Around june-julyish of this year, I started to contemplate how I was going to face the holidays.
Last year I was a total coward, and just picked up and left and went to Florida. I did not console my grieving daughters or family. I just escaped.
The months of December and January will always bring haunting memories to me.
I will forever relive the events that occurred as Mark became sicker and sicker and then ultimately passed away.
His last Christmas was horrific.
I am sorry that is so blunt, but trust my words, without asking for further explanation.
A slow death is horrific to watch.
And to this day I carry a tremendous amount of guilt that I did not have the wisdom to intercede more swiftly.
It was and will always be, the most emotionally tormenting experience of my life. period.
Having stated the above, it brings me to present day .....
This year, I come into the holidays with a different perspective. I will still grieve; but I also want to embrace the holiday.
I bought a tree,
I put up decorations and lights outside.
I am going to bake cookies
I am going to be present in the season.
My life will never be the same again.
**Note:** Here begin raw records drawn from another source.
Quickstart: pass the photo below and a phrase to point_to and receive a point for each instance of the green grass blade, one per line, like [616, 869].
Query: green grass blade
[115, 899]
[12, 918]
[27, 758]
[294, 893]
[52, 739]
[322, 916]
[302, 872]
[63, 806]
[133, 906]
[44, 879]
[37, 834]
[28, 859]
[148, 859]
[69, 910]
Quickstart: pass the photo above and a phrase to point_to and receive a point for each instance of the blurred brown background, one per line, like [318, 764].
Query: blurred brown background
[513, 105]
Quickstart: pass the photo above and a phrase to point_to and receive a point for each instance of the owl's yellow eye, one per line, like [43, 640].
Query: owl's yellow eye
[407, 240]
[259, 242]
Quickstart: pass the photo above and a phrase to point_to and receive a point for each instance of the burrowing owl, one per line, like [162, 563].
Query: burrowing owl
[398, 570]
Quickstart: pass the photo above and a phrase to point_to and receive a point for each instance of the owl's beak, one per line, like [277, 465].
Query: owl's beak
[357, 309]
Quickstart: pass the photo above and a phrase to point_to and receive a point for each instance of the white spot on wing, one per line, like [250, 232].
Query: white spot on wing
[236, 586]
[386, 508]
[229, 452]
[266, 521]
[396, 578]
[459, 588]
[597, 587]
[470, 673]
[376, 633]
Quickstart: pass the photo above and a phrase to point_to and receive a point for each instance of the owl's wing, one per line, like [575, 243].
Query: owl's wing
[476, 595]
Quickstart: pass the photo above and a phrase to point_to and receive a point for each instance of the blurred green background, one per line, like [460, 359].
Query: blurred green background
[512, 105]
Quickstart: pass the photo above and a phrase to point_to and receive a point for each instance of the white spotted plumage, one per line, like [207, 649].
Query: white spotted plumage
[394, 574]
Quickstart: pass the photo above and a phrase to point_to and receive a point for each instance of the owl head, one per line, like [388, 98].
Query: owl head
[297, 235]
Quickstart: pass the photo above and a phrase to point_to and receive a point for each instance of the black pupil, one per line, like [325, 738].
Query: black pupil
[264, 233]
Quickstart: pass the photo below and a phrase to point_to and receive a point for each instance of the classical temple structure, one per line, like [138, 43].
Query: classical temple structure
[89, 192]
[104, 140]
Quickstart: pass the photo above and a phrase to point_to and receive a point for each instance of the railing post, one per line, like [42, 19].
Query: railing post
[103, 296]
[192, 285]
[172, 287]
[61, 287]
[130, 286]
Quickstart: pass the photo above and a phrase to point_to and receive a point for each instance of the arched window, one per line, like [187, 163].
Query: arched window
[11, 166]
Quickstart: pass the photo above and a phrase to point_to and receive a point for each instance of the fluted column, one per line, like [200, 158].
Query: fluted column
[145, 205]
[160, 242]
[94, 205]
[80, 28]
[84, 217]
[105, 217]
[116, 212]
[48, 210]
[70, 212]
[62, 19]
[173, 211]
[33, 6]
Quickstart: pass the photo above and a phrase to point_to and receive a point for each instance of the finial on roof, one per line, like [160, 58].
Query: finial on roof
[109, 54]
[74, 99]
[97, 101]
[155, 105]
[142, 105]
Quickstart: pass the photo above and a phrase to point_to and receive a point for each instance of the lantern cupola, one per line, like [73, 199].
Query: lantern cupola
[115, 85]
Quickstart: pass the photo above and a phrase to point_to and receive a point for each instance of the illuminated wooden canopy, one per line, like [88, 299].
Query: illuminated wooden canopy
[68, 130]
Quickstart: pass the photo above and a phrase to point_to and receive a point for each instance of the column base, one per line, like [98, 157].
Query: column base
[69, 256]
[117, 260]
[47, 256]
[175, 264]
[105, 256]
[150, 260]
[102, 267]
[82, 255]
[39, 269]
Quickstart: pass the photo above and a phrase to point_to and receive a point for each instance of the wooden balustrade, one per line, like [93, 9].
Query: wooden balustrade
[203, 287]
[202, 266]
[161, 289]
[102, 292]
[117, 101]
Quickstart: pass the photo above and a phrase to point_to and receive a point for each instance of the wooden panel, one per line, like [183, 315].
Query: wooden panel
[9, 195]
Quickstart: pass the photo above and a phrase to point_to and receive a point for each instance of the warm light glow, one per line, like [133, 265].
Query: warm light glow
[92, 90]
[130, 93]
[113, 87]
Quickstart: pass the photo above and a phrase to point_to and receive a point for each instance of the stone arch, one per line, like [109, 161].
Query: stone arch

There is an absence of Mark and my family and holiday traditions.
I need to accept that, and I have.
I am in an emotional rebuilding mode.
I feel safe.
I wish some things in my life were different; but I have made choices that will not make that possible.
I have accepted that, but will continue to be open to change things
I really do enjoy the holiday's though.
It brings old memories forward and encourages me to create new ones!
I want to find the Peace that greeting cards preach about.
I want to find the Joy that choirs sing about.
And lastly, I want to find the Love that surrounds us, even though we are sometimes blind to it and need to literally have our eyes opened.